Baumgartner has come a long way since working at McDonald’s. He now owns six McDonald’s restaurants, all on U.S. 54. That’s why he named his small business 54 Foods.

54 Foods employs more than 300 workers, and Baumgartner says he doesn’t see that number changing immediately if Proposition B passes in November.

The proposition would raise Missouri’s minimum wage to $6.50 from $5.15 per hour. The wage would then be increased every year for inflation based on the Consumer Price Index.

Lee has worked as a cook at one of Baumgartner’s McDonald’s for five months. He works more than 30 hours a week and makes more than the minimum wage. Baumgartner hired him at $6 per hour, and he now makes $6.15 per hour.

Lee doesn’t fit the mold of most hourly wage ­workers in the U.S. While such workers tend to be under 25, female and childless, Travis is 34, male and a father of three. The profile of a hourly wage worker in 2005 was published in a May 2006 report issued by the Bureau of Labor Statistics, a branch of the U.S. Department of Labor.

Lee said that a 35-cent pay increase, while small, could make a big difference.

“I’d use (the money) to provide for my children — take them out on more family outings, buy them more clothes,” he said.

Baumgartner said that although his employees’ starting salary is just cents below the level in the November ballot proposal, it’s the automatic, annual inflation adjustment in the proposal that has prompted his opposition.

“I feel that it could get out of hand after a while,” he said.

He also voiced concerns that an increase in the starting wage would mean that his longtime employees would also demand higher wages.

But while Baumgartner doesn’t support Proposition B, he said he understands why people do.

“(Workers) are looking for the best deal they can get, and I don’t blame them,” he said. “I would be the same way if I was in the job market.”

Proposition B has become a rallying point for this year’s election for low-wage workers and small-business owners such as Baumgartner.

Small-business advocacy organizations say a raise in the minimum wage could hurt the interests of small-business owners.

The National Federation of Independent Business is one such organization. Brad Jones, director of Missouri’s NFIB chapter, said that if Proposition B passes, it could be a bad deal for businesses.

“When you ask small-business people what’s going on with their economy, they’re going to talk to you about two things: health care premiums and minimum wage,” Jones said. “It’s a perfect storm between the two, and (if Proposition B passes), it’s going to result in consequences.”

Jones said that, contrary to Baumgartner’s situation, most small-business owners will have to lay off employees.

Jones also said he was concerned by the yearly increase for inflation. He said that because the Missouri minimum wage could eventually be the highest in the Midwest, businesses may leave the state in search of cheaper labor.
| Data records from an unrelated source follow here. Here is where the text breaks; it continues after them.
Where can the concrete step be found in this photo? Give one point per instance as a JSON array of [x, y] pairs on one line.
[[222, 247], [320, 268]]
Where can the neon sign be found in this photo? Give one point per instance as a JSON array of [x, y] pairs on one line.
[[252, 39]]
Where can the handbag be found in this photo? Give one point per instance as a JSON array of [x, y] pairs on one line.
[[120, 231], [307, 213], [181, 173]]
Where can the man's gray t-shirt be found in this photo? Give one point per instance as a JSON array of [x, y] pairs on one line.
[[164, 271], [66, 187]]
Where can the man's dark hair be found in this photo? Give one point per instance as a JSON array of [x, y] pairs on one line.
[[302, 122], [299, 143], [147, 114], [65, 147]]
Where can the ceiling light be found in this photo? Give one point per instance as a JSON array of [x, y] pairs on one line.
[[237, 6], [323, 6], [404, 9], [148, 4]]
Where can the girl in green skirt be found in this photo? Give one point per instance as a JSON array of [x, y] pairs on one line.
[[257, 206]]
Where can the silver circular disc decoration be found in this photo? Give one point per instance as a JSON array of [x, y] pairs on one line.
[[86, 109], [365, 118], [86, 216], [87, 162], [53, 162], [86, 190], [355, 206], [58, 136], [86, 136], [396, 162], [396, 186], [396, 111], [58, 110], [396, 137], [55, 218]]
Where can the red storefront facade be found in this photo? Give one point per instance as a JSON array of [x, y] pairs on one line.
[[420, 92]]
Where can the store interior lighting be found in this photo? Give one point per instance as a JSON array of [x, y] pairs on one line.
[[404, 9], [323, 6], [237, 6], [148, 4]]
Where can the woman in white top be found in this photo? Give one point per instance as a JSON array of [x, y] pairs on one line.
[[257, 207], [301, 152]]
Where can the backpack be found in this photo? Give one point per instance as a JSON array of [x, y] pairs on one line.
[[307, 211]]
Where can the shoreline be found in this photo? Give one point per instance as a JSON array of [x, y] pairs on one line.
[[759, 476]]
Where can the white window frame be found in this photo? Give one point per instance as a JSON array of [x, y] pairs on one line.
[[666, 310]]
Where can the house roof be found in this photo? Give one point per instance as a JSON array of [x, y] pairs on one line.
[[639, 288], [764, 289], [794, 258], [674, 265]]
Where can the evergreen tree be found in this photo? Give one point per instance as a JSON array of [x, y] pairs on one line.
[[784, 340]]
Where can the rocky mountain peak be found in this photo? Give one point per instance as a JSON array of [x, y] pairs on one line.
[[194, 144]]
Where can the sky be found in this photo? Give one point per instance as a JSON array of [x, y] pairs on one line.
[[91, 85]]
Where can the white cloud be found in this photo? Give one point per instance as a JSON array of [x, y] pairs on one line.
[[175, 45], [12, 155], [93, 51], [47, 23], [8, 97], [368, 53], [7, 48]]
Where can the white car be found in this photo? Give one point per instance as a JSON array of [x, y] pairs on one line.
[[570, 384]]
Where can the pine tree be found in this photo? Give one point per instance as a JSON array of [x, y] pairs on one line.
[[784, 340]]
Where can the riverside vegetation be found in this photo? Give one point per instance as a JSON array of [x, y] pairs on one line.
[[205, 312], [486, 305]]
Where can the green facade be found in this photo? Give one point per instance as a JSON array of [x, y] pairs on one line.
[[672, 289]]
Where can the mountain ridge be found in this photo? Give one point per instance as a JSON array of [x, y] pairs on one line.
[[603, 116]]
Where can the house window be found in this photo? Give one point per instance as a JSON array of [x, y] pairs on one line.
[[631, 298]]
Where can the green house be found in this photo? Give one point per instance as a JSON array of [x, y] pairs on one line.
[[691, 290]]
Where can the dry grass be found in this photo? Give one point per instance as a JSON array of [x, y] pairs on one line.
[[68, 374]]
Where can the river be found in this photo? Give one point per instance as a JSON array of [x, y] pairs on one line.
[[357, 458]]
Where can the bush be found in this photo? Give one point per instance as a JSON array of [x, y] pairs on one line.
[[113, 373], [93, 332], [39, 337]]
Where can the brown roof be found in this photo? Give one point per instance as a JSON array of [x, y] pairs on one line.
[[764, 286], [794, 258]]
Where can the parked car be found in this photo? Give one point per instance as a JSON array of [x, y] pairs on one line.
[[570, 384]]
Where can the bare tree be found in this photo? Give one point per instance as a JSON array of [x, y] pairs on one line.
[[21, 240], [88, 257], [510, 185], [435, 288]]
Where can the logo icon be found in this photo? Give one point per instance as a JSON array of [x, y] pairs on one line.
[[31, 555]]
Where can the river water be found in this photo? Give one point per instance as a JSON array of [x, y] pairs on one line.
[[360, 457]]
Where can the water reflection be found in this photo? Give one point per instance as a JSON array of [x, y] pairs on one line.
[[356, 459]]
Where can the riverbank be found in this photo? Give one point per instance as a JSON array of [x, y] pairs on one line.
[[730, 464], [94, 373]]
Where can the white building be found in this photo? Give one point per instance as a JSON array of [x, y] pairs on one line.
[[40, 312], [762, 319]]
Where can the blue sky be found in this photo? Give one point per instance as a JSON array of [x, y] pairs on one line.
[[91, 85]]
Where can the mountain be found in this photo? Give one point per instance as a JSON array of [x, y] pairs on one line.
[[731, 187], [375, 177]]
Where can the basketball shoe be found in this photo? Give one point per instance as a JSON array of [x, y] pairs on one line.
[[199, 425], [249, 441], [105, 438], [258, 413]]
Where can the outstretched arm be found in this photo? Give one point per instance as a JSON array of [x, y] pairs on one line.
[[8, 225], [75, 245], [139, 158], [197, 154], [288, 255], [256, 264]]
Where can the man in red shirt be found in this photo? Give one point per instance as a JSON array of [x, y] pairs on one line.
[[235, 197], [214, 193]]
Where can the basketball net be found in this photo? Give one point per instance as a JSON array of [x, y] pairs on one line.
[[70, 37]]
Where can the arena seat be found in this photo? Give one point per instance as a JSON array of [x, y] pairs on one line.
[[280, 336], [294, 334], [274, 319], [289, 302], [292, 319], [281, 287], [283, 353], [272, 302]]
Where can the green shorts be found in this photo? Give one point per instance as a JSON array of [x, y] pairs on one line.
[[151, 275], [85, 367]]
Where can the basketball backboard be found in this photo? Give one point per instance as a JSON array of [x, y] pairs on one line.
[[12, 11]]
If passed, Proposition B would make Missouri the sixth state in the Midwest to pass an increase beyond the federally mandated minimum wage. Minnesota, Wisconsin and Illinois currently have minimum wages over $5.15 per hour. Michigan and Arkansas will put increases into effect on Sunday. None of the five states in the Midwest has a minimum wage tied to the index, although Michigan’s will rise from $6.95 to $7.15 in July 2007 and again to $7.40 in July 2008.

Since the federal minimum wage was raised to $5.15 in 1997, 22 states have passed laws to increase it.

According to the Missouri Economic Research and Information Center, 42,000 Missourians earned the minimum wage in 2005.

Small-business coalitions like NFIB predict that if Proposition B passes, 1,500 of those jobs will be lost. The numbers come from a report by economist David McPherson of Florida State University.

But the “fiscal note” attached to the proposition reads much differently. It predicts the proposal would generate an extra $3.3 million to $4.3 million annually in extra revenue for the state government.

However, Michael Podgursky, an MU economics professor, warned that the fiscal note can be more complicated than it looks. “The presumption there is that people will make more money and spend more on taxes, but that’s not always the case,” he said.

“(Proposition B) is radical,” he added. If it passes, “it will be a big increase in minimum wage, but could also set off a complicated economic dynamic regarding standards of living,” he said.